C'était surtout dans la cour de notre maison que se passait le plus clair 
de mes étés; il me semblait que ce fût là mon principal domaine, et je 
l'adorais.... 
Bien jolie, il est vrai, cette cour; plus ensoleillée et aérée, et fleurie que 
la plupart des jardins de ville. Sorte de longue avenue de branches 
vertes et de fleurs, bordée au midi par de vieux petite murs bas d'où 
retombaient des rosiers, des chèvrefeuilles, et que dépassaient des têtes 
d'arbres fruitiers du voisinage. Longue avenue très fleurie donnant des 
illusions de profondeur, elle s'en allait en perspective fuyante, sous des 
berceaux de vigne et de jasmin, jusqu'à un recoin qui s'élargissait 
comme un grand salon de verdure,--puis elle finissait à un chai, de 
construction très ancienne, dont les pierres grises disparaissaient sous 
des treilles et du lierre. 
Oh! que je l'ai aimée, cette cour, et que je l'aime encore! 

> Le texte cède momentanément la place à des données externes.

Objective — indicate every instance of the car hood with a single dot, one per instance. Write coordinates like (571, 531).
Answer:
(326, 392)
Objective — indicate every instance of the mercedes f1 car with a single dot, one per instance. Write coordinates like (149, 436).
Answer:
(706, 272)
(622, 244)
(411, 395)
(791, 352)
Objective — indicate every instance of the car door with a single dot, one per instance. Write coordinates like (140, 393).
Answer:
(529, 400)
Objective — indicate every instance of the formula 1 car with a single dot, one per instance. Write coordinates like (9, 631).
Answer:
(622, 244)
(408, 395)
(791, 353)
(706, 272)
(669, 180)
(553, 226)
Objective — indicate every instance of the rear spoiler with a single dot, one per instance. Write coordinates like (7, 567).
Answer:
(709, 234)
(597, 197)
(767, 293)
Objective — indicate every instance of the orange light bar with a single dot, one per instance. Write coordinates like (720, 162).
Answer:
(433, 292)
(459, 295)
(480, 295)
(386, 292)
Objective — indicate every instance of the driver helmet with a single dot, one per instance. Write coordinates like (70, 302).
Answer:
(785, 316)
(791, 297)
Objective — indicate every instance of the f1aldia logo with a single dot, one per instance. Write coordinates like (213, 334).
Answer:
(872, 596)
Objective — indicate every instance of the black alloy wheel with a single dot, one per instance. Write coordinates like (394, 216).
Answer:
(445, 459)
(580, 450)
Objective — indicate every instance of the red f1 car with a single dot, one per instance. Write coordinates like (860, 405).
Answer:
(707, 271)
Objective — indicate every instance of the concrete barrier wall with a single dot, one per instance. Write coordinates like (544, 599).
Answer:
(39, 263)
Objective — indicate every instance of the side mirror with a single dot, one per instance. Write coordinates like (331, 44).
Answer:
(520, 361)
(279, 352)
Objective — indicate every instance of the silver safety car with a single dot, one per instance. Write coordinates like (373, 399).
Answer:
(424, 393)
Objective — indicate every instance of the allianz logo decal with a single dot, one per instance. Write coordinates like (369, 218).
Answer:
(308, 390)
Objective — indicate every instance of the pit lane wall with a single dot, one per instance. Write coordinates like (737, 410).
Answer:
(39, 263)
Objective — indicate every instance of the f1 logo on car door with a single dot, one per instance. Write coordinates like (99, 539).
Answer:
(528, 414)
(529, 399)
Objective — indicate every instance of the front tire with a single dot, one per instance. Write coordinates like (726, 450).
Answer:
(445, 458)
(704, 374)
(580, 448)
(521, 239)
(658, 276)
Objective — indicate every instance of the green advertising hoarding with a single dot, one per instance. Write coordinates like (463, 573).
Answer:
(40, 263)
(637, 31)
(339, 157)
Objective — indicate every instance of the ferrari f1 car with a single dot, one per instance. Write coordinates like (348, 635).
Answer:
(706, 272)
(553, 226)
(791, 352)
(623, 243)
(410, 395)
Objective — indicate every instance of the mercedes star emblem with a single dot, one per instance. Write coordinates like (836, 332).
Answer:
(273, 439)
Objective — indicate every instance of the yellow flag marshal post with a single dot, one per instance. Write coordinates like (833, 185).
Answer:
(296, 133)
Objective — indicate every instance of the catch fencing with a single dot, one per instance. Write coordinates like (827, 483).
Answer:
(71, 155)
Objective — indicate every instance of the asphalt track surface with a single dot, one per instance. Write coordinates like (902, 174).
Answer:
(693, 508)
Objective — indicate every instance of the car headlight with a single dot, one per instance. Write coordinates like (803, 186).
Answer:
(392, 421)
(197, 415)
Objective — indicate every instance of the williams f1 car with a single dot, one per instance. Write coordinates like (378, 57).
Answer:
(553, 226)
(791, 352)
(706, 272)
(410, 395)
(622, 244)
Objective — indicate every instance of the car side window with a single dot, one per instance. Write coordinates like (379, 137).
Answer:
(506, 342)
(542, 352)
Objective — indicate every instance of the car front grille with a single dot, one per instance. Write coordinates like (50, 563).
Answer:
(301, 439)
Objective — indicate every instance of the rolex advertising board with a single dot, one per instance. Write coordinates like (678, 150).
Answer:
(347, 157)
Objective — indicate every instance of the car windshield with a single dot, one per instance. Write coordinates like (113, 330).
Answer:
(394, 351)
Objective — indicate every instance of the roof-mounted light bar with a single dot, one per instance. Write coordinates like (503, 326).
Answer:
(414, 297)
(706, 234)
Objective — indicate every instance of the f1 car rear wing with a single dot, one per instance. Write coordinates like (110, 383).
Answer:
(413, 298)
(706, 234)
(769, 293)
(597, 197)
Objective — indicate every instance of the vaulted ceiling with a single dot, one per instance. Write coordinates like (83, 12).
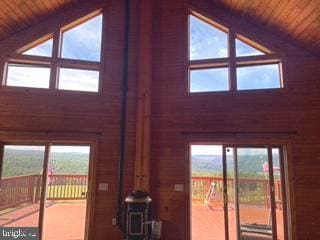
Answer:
(16, 15)
(295, 20)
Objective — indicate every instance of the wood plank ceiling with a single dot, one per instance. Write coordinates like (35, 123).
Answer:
(297, 20)
(294, 20)
(16, 15)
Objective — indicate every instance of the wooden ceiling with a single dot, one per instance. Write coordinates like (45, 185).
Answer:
(295, 20)
(16, 15)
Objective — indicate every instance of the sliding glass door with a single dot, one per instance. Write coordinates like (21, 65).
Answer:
(252, 190)
(45, 188)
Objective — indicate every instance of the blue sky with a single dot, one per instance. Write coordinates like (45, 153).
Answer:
(54, 148)
(208, 42)
(82, 43)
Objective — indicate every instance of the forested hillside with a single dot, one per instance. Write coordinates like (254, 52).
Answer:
(22, 162)
(248, 165)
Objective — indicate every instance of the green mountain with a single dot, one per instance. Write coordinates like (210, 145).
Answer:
(248, 165)
(23, 162)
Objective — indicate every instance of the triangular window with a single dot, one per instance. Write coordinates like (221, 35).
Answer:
(43, 49)
(222, 59)
(206, 40)
(68, 58)
(83, 42)
(243, 49)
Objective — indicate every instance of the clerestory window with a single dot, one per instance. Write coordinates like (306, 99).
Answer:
(68, 59)
(220, 60)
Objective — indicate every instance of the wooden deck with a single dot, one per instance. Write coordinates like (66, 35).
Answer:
(64, 220)
(208, 223)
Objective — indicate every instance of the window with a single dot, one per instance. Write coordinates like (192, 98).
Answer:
(223, 60)
(68, 59)
(20, 75)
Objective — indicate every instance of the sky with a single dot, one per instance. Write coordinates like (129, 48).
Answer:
(211, 150)
(54, 148)
(208, 42)
(82, 43)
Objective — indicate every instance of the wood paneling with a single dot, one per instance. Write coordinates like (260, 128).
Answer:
(16, 15)
(175, 116)
(296, 20)
(178, 118)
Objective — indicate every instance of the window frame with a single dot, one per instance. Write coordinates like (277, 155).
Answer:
(55, 62)
(232, 62)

Les plus pénétrants premiers souvenirs que j'en aie gardés, sont, je crois, 
ceux des belles soirées longues de l'été.--Oh! revenir de la promenade, 
le soir, à ces crépuscules chauds et limpides qui étaient certainement 
bien plus délicieux alors qu'aujourd'hui; rentrer dans cette cour, que les 
daturas, les chèvrefeuilles remplissaient des plus suaves odeurs, et, en 
arrivant, apercevoir dès la porte toute cette longue enfilade de branches 
retombantes!... Par-dessous un premier berceau, de jasmin de la
Virginie, une trouée dans la verdure laissait paraître un coin encore 
lumineux du rouge couchant. Et, tout au fond, parmi les masses déjà 
assombries des feuillages, on distinguait trois ou quatre personnes bien 
tranquillement assises sur des chaises;--des personnes en robe noire, il 
est vrai, et immobiles--mais très rassurantes quand même, très connues, 
très aimées: mère, grand'mère et tantes. Alors je prenais ma course pour 
aller me jeter sur leurs genoux,--et c'était un des instants les plus 
amusants de ma journée. 
 
IX 
...Deux enfants, deux tout petits, assis bien près l'un de l'autre, sur des 
tabourets bas, dans une grande chambre qui s'emplissait d'ombre à 
l'approche d'un crépuscule de mars. Deux tout petits de cinq à six ans, 
en pantalons courts, blouses et tabliers blancs par-dessus, à la mode de 
ce temps-là; bien tranquilles, après avoir fait le diable, s'amusant dans 
un coin avec des crayons et des bouts de papier,--l'esprit inquiété d'une 
vague crainte cependant, à cause de la lumière mourante. 
Des deux bébés, un seul dessinait, c'était moi. L'autre--un ami invité 
pour la journée par exception--regardait faire, du plus près qu'il pouvait.